In net, Phipps learning the ropes

Forced into duty by injury, Bayhawks rookie and ex-Maryland goaltender earns All-Star berth

July 02, 2011|By Robbie Levin, The Baltimore Sun

Rookie Brian Phipps turned in an improbable performance between the pipes in the first half of the Chesapeake Bayhawks' game against Boston last Saturday. A Maryland and Severn graduate, Phipps stopped 11 shots, holding the Cannons to a lone goal in the first quarter and propelling his team to a 7-6 halftime advantage.

Unfortunately for Phipps, Boston responded with an equally unlikely second-half surge. The Cannons reeled off 11 goals in the game's final 28 minutes while holding the Bayhawks to just two.

Phipps finished the day with 16 saves, a new personal best and the most stops by a Chesapeake netminder this year.

"Typically when you have 16 saves, you usually come out victorious," Bayhawks coach Brendan Kelly said. "I couldn't ask any more of Brian Phipps right now."

Tonight, the Bayhawks (3-3) look to end their three-game skid when they welcome the Rochester Rattlers (0-6) to Annapolis. While the Rattlers have had struggles of their own — they've lost all six games thus far and fired coach B.J. O'Hara this week — last week's loss to the Cannons exposed several of the Bayhawks' weaknesses. Despite a league-high 10 All-Stars, the Bayhawks managed only 10 goals while proving unable to stop Boston's transition offense.

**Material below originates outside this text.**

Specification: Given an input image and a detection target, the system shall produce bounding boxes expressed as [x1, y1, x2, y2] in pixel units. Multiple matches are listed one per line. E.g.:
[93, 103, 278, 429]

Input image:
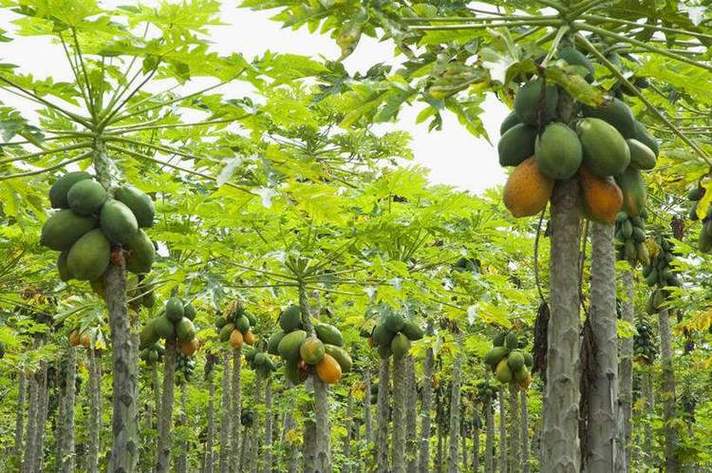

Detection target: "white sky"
[0, 0, 508, 193]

If there's one positive from last week's defeat, it was Phipps' stellar play in net. The rookie's performance helped earn him a spot on the All-Star squad for the Major League Lacrosse All-Star Game next Saturday in Cambridge, Mass. Phipps and Hamilton's Joe Marra are the first rookie goaltenders in league history to be named All-Stars.

"I was pretty surprised," Phipps said. "It's a great honor, and I'm thrilled to be able to say I'm playing with the best lacrosse players in the world."

Phipps, who was selected by the Bayhawks with the 23rd overall pick in the 2010 draft, spent last season on the practice squad. He was activated before Chesapeake's season opener against Rochester and played the second half of the Bayhawks' second game, a 14-10 victory over the Hamilton Nationals.

Saturday's loss was Phipps' first complete game of the year, and his 150 minutes are the fewest of any All-Star goalie. Still, entering the Boston game, Phipps' save percentage was .543, 12 points higher than the mark that veteran Chris Garrity maintained in three games before suffering a torn medial collateral ligament. Garrity was also named to the All-Star team but will not compete.

Dave Cottle, the president of the Bayhawks and Phipps' coach at Maryland, said Phipps' biggest improvement since his days in College Park has been increased anticipation and "understanding where guys shoot."

"Being able to not move before it happens," Cottle said, "but to have a clear understanding that this guy likes to shoot high and away, picking up tendencies."

Phipps added that the change in the color of the ball, from white in college to orange in the pros, has also helped the transition.

"The orange ball stands out more coming out of the stick," Phipps said. "I can see it quicker than the white ball."

This isn't the first time the color of the ball has changed for Phipps. Growing up, Phipps' mother, Betty, didn't want her children playing with lacrosse balls, so instead she had Brian and his brother Michael use tennis balls. While Michael — who also starred at Maryland — excelled at attack, Phipps earned his chops in goal.

Phipps' time in net has paid off, and Cottle notes that his calm demeanor suits him well as a goalie.

"He talks to guys, he doesn't yell at guys. The defensemen appreciate that," Cottle said. "They're in it together. It isn't, 'Hey you guys are playing bad defense,' it's, 'We gotta play better defense.' All the intangibles go to Brian. He's got all the things you can work on as a coach and a player."

Phipps' former teammate Grant Catalino — who will not play for the Rattlers tonight because he is the best man in his brother's wedding — remembers Phipps as the ideal goalie, the "director on the field."

In the past year, Phipps has also become a director off the field. After Phipps graduated from Maryland in 2010, newly hired coach John Tillman asked him whether he would return and become the Terps' first full-time director of lacrosse operations. Phipps gladly accepted, and in his new post he organizes travel for the team and serves as the alumni liaison. While he is not permitted to help out on the field, Phipps is allowed to sit in on all coaches meetings.

Adjusting to new positions on and off the field has been difficult for Phipps, but his biggest challenge may come during All-Star Weekend. As part of the festivities, Phipps will compete in the Goalie Gauntlet, an obstacle course in which the netminders showcase their skills outside the crease.

"I wouldn't say I'm the most athletic person," Phipps said. "But it'll be fun for the fans, and I'm looking forward to it."